Professor Ming-Hao Zheng, Research Director of CTOR, led the research group which pioneered this surgery in the southern hemisphere, about eight years ago.
He has also led a burgeoning collaboration with Shanghai Jiaotong University Medical School (SJUMS), which began around the same time. UWA's Faculty of Medicine, Dentistry and Health Sciences and SJUMS now have established student exchanges, a double-badged PhD program and regular translational medical research symposia.
Dr Qin An was the first graduate to receive his PhD jointly from UWA and Jiaotong. He is working with Dr Hardisty and Professor Zheng in the new centre. He plans to spend six months at a time in Shanghai and six months in Perth.
He said that No 9 hospital was the best orthopaedic hospital in China.
"We are conducting clinical trials of the procedure here at QEII, but sometimes it's hard to get enough patients to take part," Dr Hardisty said. "So it's great that our partners can help us with that."
Professor Zheng said that about one in a hundred Australians suffered tendinopathy or tendon injury. "They are often sporting injuries but it is also rife among elderly people.
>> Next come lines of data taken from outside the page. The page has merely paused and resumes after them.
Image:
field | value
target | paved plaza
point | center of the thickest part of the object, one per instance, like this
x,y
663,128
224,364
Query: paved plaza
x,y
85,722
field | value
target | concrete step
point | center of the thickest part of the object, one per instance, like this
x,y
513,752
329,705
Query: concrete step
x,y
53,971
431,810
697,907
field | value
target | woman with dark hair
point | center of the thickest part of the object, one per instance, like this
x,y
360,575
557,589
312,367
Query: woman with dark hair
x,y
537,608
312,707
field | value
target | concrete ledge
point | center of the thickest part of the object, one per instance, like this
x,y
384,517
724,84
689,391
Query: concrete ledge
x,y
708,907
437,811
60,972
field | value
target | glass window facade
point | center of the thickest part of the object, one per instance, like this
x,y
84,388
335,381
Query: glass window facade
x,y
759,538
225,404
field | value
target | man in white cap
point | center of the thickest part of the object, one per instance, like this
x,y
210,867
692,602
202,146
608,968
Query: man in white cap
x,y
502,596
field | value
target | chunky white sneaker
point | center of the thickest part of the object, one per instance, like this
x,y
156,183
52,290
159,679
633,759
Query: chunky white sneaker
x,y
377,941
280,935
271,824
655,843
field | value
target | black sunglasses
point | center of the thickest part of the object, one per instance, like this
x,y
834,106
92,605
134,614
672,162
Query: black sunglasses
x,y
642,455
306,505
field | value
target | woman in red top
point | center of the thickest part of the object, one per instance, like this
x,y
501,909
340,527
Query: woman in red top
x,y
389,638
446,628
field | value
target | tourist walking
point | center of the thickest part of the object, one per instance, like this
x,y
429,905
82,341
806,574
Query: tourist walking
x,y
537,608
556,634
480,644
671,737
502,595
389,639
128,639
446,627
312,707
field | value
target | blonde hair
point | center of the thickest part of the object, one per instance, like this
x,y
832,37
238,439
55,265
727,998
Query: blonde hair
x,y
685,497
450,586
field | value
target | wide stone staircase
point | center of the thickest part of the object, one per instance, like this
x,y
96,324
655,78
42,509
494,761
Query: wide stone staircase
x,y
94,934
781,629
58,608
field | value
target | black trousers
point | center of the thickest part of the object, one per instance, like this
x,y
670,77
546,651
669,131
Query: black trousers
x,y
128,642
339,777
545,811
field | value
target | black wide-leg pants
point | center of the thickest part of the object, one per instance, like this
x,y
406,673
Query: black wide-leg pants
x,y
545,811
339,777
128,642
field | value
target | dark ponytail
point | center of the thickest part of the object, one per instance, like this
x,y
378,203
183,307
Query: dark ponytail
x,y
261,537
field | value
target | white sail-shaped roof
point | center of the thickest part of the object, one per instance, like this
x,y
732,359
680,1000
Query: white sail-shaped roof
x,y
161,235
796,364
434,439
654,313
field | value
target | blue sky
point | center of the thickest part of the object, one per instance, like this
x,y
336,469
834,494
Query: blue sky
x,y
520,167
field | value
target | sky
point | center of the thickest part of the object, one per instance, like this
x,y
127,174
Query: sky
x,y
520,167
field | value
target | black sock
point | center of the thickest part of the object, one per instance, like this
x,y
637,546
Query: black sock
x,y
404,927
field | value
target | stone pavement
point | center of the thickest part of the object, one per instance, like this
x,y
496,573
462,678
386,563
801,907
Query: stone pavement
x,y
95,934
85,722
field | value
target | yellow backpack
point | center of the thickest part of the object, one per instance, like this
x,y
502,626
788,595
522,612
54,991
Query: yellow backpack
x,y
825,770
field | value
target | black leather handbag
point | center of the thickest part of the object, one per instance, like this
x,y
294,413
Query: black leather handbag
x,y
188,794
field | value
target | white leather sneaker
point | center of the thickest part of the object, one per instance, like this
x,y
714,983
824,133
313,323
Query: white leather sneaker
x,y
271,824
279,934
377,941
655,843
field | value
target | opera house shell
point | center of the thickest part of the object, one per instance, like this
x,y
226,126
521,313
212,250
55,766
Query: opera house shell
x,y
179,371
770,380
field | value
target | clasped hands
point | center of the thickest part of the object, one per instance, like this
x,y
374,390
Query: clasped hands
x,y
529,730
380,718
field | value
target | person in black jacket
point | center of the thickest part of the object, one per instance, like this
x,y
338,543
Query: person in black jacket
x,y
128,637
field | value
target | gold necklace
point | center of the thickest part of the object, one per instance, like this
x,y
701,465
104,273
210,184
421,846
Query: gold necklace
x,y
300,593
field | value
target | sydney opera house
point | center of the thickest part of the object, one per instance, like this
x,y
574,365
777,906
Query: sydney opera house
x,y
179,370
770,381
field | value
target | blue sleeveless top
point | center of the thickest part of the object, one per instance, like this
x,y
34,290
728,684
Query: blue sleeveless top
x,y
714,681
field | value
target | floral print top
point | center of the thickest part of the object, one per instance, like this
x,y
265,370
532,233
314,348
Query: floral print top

Achilles problems and ‘tennis elbow' are also very common."
Dr Hardisty said that, while being very common, tendinopathy was very hard to treat. "The best results for tendon surgery would be about 60 per cent success," he said. "But this looks like it's going to work."
Cells from healthy tendons can be taken from any part of the body. Dr Hardisty said the knee was one of the best sites. "Around the knee, the tendon is close to the skin and easy to extract with a needle. It is a big tendon, to taking some of the tissue won't affect it very much."
The new tendon cells are injected back into the patient, at the site of the tendon injury, by a radiologist, using high definition ultrasound to pinpoint the spot. It is simple day surgery.
Dr Hardisty said tendon cells died in tendinopathy, and so couldn't regenerate, which could be why so much traditional tendon surgery failed.
"We are developing models to tell us why. We think it is partly due to the load that has caused the problem with the tendon in the first place. Repetitive strain or extra load blocks blood supply to the area and the cells start to die," he said.
"We have done a lot of clinical research and we needed a centre where we could integrate researchers at the molecular level with clinicians, so we could translate the research into practice.
"With this new centre, we can design studies better, we can train practitioners better and take our work from the laboratory to the bedside."
Collaborative clinical trials on tendon and cartilage repair will start in Shanghai within 18 months.
The collaboration between SJTMS and UWA, the Sino-Australia Research Centre for Skeletal Medicine, will bring together medical researchers in both countries to develop advanced treatments for osteoporosis, osteoarthritis and sports injury. The centre will also provide a training ground for PhD students and postdoctoral fellows from around the world.
UWA's Deputy Vice-Chancellor (Research) Professor Robyn Owens, and Dean of Medicine, Dentistry and Health Sciences, Professor Ian Puddey, signed the agreement for the research centre in April.
Professor Zheng described Professor Dai Ke Rong, the SJUMS's 80-year-old world-renowned orthopaedic surgeon and academic, as "the orchestra conductor" who is making the link between UWA and SJUMS.
Professor Dai was a Raine Visiting Professor at UWA in 2007.